Çok yakın zamana kadar merkezi sinir sistemine ait bir lenfatik damar ağı, lenfatik drenaj sistemi bulunmadığı sanılıyordu. Bu durumda bağışıklık sistemi ile merkezi sinir sistemi arasındaki bağlantı, lenf hücrelerinin (T-hücreleri) merkezi sinir sistemine giriş-çıkış noktaları bir giz perdesi altındaydı. Alzheimer, otizm, MS gibi hastalıkların etiyolojisi çözülemiyordu. MS’te T-hücrelerinin nasıl olup da beyinde fink atıp myelin kılıflarına saldırdığı T-hücrelerinin zayıflayan kan-beyin bariyerini aşmasıyla açıklanıyordu.

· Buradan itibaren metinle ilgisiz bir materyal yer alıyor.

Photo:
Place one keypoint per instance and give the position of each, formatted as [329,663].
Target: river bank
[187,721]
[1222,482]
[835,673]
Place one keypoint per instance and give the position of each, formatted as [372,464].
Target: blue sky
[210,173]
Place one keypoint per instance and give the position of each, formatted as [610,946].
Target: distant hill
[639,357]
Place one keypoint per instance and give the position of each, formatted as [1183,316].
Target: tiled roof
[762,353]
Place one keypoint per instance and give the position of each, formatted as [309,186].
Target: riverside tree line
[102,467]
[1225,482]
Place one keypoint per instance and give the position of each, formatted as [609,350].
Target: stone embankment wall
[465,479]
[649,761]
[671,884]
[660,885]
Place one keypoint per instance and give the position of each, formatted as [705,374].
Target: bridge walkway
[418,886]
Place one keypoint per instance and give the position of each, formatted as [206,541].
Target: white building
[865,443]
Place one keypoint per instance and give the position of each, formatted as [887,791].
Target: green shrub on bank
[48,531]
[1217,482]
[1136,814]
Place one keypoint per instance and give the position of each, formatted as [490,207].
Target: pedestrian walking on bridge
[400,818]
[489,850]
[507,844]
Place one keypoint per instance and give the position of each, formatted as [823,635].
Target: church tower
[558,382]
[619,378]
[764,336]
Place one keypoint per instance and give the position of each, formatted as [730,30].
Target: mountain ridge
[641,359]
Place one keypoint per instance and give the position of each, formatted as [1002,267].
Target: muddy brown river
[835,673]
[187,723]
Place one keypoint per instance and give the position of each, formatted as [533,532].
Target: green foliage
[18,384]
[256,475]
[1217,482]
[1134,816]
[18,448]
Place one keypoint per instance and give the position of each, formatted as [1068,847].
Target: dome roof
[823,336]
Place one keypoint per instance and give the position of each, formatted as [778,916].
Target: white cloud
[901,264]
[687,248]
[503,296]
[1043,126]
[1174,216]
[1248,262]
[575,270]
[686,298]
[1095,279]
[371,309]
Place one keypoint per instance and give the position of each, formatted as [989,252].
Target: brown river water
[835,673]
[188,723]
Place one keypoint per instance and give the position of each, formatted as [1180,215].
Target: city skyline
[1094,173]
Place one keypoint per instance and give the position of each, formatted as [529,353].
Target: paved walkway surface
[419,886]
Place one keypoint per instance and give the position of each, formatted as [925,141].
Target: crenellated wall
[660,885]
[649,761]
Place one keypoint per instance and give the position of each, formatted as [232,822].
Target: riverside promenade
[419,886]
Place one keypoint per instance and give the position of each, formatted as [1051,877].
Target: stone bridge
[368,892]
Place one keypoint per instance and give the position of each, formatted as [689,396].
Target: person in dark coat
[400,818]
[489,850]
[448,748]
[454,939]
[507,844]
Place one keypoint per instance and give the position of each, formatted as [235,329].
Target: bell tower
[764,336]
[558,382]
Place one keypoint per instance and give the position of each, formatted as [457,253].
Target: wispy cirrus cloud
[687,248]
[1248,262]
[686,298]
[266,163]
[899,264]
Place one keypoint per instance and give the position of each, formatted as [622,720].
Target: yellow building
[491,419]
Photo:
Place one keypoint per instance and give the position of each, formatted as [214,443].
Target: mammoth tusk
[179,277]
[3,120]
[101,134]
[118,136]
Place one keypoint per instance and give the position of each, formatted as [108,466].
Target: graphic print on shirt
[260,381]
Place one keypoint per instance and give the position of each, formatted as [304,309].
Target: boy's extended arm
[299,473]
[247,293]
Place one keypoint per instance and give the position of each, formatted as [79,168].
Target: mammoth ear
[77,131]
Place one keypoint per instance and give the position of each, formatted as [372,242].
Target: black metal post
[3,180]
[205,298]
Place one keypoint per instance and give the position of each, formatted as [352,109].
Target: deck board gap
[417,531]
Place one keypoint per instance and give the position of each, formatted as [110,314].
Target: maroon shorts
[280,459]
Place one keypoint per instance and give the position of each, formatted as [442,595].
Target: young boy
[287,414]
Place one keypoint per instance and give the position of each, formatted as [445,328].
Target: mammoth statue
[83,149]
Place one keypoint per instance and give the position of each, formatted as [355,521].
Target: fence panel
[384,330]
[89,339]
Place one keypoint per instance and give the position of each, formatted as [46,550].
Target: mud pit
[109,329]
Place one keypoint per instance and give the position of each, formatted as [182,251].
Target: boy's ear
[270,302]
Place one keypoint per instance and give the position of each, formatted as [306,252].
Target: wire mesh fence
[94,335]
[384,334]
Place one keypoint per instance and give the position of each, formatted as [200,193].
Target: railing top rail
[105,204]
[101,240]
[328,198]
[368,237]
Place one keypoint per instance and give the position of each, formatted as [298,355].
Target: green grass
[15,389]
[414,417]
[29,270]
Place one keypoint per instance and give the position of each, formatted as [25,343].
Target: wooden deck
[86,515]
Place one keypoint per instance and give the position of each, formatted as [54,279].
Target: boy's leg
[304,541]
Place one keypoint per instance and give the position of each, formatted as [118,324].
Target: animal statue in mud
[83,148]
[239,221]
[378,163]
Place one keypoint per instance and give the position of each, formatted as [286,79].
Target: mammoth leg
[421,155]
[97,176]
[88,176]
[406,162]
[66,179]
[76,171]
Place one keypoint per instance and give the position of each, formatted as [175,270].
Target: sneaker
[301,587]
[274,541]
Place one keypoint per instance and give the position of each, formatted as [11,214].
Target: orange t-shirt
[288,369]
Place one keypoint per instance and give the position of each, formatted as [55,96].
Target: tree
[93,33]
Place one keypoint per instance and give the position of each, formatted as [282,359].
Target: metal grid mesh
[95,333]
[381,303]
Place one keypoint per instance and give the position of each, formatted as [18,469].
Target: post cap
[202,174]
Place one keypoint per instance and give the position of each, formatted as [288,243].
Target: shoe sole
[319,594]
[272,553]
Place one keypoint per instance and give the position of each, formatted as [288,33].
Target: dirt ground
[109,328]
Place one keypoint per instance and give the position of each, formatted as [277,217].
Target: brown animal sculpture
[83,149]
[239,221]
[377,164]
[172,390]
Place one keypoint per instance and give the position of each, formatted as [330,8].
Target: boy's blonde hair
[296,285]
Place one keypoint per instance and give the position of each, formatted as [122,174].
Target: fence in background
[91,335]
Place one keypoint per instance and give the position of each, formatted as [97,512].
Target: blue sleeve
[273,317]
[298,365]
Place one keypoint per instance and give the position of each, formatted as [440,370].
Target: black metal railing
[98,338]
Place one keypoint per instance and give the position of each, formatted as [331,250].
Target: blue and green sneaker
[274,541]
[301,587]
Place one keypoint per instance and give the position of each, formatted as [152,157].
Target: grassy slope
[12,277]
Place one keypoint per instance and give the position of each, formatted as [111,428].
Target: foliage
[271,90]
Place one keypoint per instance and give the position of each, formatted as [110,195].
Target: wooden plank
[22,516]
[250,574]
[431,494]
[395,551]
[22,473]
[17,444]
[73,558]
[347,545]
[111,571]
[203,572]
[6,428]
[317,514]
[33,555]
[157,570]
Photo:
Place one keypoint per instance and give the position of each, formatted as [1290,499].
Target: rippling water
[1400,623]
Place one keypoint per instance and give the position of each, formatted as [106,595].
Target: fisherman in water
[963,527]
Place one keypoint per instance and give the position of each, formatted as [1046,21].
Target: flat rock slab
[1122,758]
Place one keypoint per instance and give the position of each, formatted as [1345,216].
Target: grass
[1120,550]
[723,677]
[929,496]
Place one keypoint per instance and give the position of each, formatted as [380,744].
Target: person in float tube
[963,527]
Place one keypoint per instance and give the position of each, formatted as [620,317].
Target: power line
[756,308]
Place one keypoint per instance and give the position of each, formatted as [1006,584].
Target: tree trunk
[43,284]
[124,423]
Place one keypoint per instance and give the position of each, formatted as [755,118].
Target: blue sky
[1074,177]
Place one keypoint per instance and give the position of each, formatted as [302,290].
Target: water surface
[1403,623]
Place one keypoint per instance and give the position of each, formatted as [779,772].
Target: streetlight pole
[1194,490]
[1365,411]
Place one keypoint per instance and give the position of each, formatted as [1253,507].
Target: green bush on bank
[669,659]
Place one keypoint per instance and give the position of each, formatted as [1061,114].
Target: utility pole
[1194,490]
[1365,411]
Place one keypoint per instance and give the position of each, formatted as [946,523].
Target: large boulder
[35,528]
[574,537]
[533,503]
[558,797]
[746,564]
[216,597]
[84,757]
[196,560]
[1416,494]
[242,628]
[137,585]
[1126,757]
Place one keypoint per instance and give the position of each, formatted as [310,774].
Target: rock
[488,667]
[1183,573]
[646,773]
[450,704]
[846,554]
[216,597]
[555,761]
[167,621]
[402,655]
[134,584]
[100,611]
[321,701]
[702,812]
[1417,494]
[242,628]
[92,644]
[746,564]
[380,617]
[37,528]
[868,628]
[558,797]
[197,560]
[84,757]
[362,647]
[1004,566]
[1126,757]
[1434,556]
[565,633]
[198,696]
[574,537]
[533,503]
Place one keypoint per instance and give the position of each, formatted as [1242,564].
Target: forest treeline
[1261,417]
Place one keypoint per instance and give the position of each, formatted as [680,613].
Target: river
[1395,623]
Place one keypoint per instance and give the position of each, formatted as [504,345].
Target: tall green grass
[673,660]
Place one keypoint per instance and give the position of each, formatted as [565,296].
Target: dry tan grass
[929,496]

Ta ki Viginia Üniversitesi Tıp Fakültesinde bir araştırma ekibi beynin bağışıklık sistemiyle direkt bağlantısını, yıllardır her nasılsa dikkatlerden kaçmış olan lenf damarlarını keşfedene dek… Böylece, beyin ve merkezi sinir sisteminin diğer her doku ve organ gibi bağışıklık sistemiyle bağlantıda olduğu ortaya konuldu. Bu keşif sayesinde Virginia Üniversitesi Sinirbilim (Neuroscience) Bölümünden Prof. Dr. Kipnis’in ifadesiyle MS hastalığına farklı yaklaşılabilir, “MS hastaları neden atak geçiriyor?” diye sormak yerine hastalığın mekanizmasi araştırılabilir. Kipnis’e göre “Keşif nöro-immün etkileşimini algılayışımızı tamamen değiştiriyor. Yine Kipnis diyor ki : “Bağışıklık bileşeni olan her nörolojik hastalıkta, bu damarlar büyük rol oynuyor olabilir diye düşünüyoruz.” ve “İmmün bileşeni olan (nörolojik) bir hastalıkta bu damarların işin içinde olmadığını hayal etmek zor.”
Günümüzde insan vücudunda bilim adamlarının varlığından haberdar olmadığı yapılar kalmış olması ne kadar şaşırtıcı olsa da beyindeki lenf damarları yeni keşfedilmiş durumda. Aşağıdaki çizimlerden soldaki, keşiften önce bilinen haliyle vücudun üst bölümü, baş ve boyun bölgelerindeki lenf ağını gösteriyor. Sağdaki de keşiften sonra insan vücuduna ait lenf ağının haritasının (baş, boyun, vücudun üst kısmı) güncellenmiş durumu. Eski lenf ağı haritasında beyinde lenf damarlarının bulunmadığı görülüyor.
Tıp ve bilim dünyasının daha önce varlığından habersiz olduğu lenf damarları beynin işleyişi ve beyinle ilgili hastalıklarla ilgili çok sayıda soru getirecek akıllara. Alzheimer, Parkinson, MS, otizm, Huntington ve diğer tüm anlaşılamamış hastalıklar bu yeni keşfin ışığı altında incelenecek. Dr.Kipnis bahsedilen damarların görünüşünün yaşla birlikte değiştiğini, bu damarların yaşlanma sürecindeki etkilerinin de keşfedilmeye açık başka bir alan olduğunu belirtiyor.
Bu keşiften haberdar olmamı, sonuçların önemini kavramamı sağlayan arkadaşım Ümit Singil’e çok teşekkürler... Artık şu MS’in ve Alzheimer, otizm ve diğer esrarengiz nörolojik hastalıkların sebeplerinin, işleyişinin çözümüne daha yakınız diye düşünebiliriz, umabiliriz. Bu hastalıklar için GERÇEK çözümler, tedaviler ancak sebepleri ve mekanizmaları anlaşılırsa bulunabilir çünkü.